A negative velocity means it is moving in the negative direction (whatever is opposite to what you are defining as the positive direction).

Answer 3

Velocity is a vector, so it includes direction as well as magnitude.

Answer 4

Acceleration is the derivative of velocity.

Answer 5

so to do my velocity, i get the derivative of the function and sub in 2.
to get the acceleration, i just get the derivative of the velocitiy, which is the derivative of the function?

Answer 6

Yes. Velocity is the first derivative of position, and acceleration is the first derivative of velocity; thus, acceleration is the second derivative of position.

Answer 7

so for part b, do i put the first derivative or the second derivative equal to zero?

Answer 8

Second.
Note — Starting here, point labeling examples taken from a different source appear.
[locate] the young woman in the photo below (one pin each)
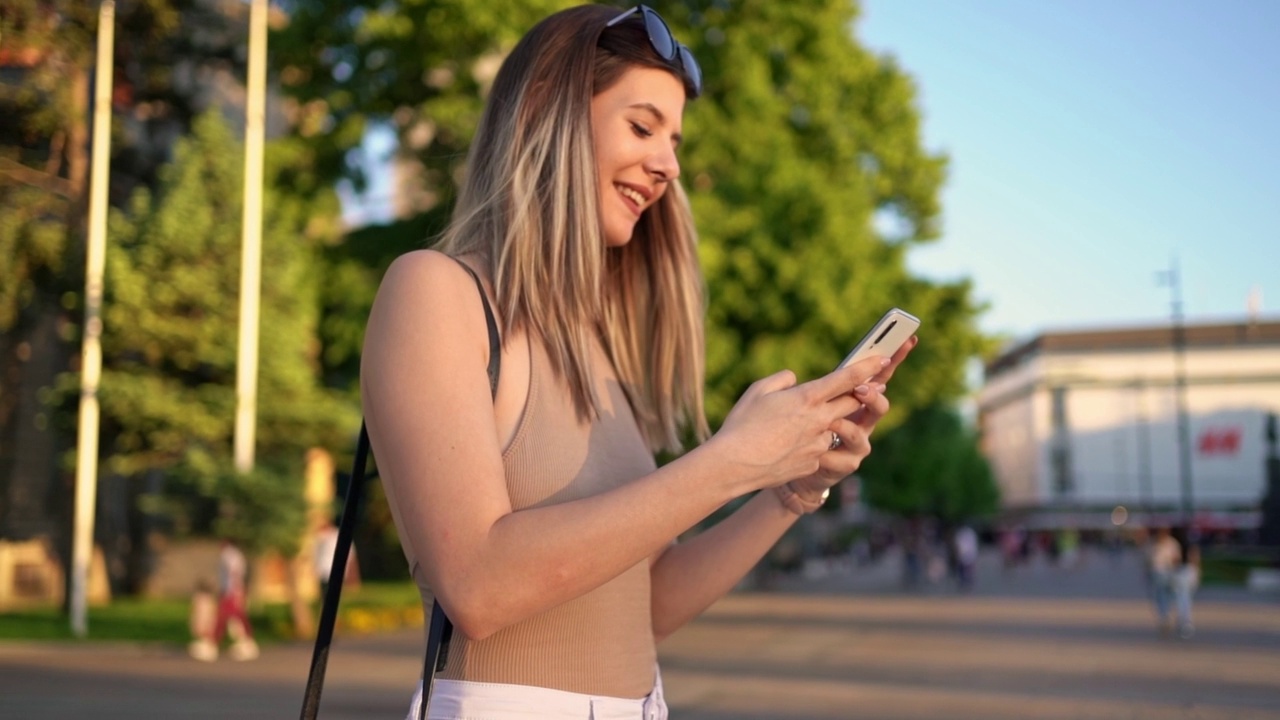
(522, 482)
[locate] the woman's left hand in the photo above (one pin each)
(854, 432)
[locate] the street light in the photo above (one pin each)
(1184, 434)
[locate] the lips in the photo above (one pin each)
(635, 197)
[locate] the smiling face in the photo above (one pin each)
(635, 127)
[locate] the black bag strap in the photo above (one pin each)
(440, 629)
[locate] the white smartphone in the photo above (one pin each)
(886, 336)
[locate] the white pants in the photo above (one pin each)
(464, 700)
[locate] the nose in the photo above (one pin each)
(663, 164)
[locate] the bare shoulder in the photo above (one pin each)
(425, 273)
(426, 304)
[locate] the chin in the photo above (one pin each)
(618, 237)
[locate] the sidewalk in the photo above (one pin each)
(1040, 643)
(1097, 575)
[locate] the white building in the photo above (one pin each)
(1078, 423)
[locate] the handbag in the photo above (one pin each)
(439, 629)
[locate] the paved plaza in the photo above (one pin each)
(837, 642)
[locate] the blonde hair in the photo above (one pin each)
(522, 212)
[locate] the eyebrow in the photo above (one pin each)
(661, 118)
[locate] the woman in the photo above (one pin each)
(533, 506)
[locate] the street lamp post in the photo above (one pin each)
(1184, 434)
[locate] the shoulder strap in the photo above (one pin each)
(494, 338)
(439, 629)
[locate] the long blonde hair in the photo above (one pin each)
(521, 209)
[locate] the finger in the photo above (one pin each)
(842, 381)
(877, 406)
(782, 379)
(883, 376)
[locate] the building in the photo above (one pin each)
(1080, 424)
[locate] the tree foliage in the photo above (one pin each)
(931, 465)
(170, 338)
(803, 160)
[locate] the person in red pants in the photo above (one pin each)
(232, 616)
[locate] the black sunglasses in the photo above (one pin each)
(664, 44)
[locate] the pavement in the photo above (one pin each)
(835, 641)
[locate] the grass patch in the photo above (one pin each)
(370, 607)
(1232, 566)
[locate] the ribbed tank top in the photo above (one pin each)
(598, 643)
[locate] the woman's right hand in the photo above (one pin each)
(778, 429)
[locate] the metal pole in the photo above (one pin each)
(91, 347)
(1143, 452)
(251, 253)
(1184, 433)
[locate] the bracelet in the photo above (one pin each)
(791, 500)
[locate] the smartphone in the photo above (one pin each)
(886, 336)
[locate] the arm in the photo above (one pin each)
(689, 577)
(432, 423)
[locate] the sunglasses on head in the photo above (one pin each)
(664, 44)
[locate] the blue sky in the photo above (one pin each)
(1092, 141)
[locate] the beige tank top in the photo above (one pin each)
(602, 642)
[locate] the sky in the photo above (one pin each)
(1092, 145)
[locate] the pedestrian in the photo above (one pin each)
(517, 452)
(327, 545)
(1164, 559)
(202, 621)
(967, 556)
(232, 618)
(1185, 580)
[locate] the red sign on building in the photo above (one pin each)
(1220, 441)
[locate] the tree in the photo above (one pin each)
(804, 164)
(46, 63)
(810, 186)
(169, 347)
(931, 465)
(421, 68)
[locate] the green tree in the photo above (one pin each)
(48, 54)
(804, 162)
(170, 342)
(931, 465)
(810, 186)
(420, 68)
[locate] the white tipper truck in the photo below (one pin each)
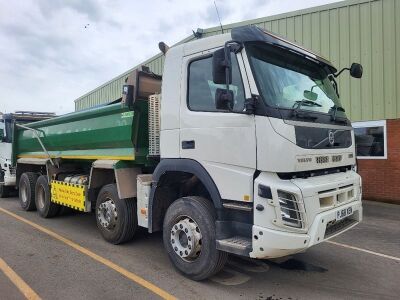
(258, 120)
(253, 154)
(7, 169)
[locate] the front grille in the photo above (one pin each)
(313, 173)
(336, 196)
(334, 227)
(292, 210)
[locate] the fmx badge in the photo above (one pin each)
(331, 137)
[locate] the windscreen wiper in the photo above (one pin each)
(334, 110)
(298, 104)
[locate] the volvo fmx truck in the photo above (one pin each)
(242, 147)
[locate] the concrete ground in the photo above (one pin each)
(363, 263)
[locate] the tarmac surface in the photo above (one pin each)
(66, 258)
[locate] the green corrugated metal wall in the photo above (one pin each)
(365, 31)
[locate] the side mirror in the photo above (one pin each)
(224, 99)
(356, 70)
(219, 66)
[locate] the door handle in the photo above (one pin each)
(188, 144)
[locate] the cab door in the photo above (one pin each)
(222, 141)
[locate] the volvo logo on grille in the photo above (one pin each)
(331, 137)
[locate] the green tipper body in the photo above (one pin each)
(108, 132)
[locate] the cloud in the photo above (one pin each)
(49, 58)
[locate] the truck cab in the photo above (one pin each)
(280, 150)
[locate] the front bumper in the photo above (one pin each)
(269, 243)
(320, 198)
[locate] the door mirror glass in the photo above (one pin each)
(219, 66)
(224, 99)
(356, 70)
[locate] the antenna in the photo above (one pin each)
(216, 8)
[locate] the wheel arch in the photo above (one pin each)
(168, 168)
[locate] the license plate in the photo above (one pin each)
(343, 213)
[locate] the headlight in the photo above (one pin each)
(291, 213)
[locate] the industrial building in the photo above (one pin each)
(364, 31)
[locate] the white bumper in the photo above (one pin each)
(271, 239)
(274, 243)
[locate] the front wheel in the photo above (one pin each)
(116, 218)
(189, 238)
(4, 191)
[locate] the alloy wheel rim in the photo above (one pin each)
(186, 239)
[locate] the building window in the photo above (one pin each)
(371, 140)
(202, 88)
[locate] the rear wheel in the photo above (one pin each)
(116, 218)
(27, 184)
(189, 238)
(45, 207)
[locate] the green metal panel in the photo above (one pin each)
(366, 31)
(107, 132)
Accel.=0 -> s''=0.

Answer 9

so i set it equal to zero, i dont sub in zero?

Answer 10

No, you are solving for t when s''(t)=0.

Answer 11

im doing part b now.

Answer 12

Ok, let me know what you get.

Answer 13

so i do 12t-18=0?

Answer 14

t=3/2

Answer 15

Correct.

Answer 16

okay so for part c, do i sub in zero into my second derivative?

Answer 17

No, set s'(t)=0 and solve for t.

Answer 18

*remember, when you are solving for t, you are getting the time. The questions are asking for the velocity (b) and the acceleration (c) at those times.

Answer 19

=0

Answer 20

?

Answer 21

for c, should my answer be 0?

Answer 22

No, and for that matter, what was your final answer for (b)?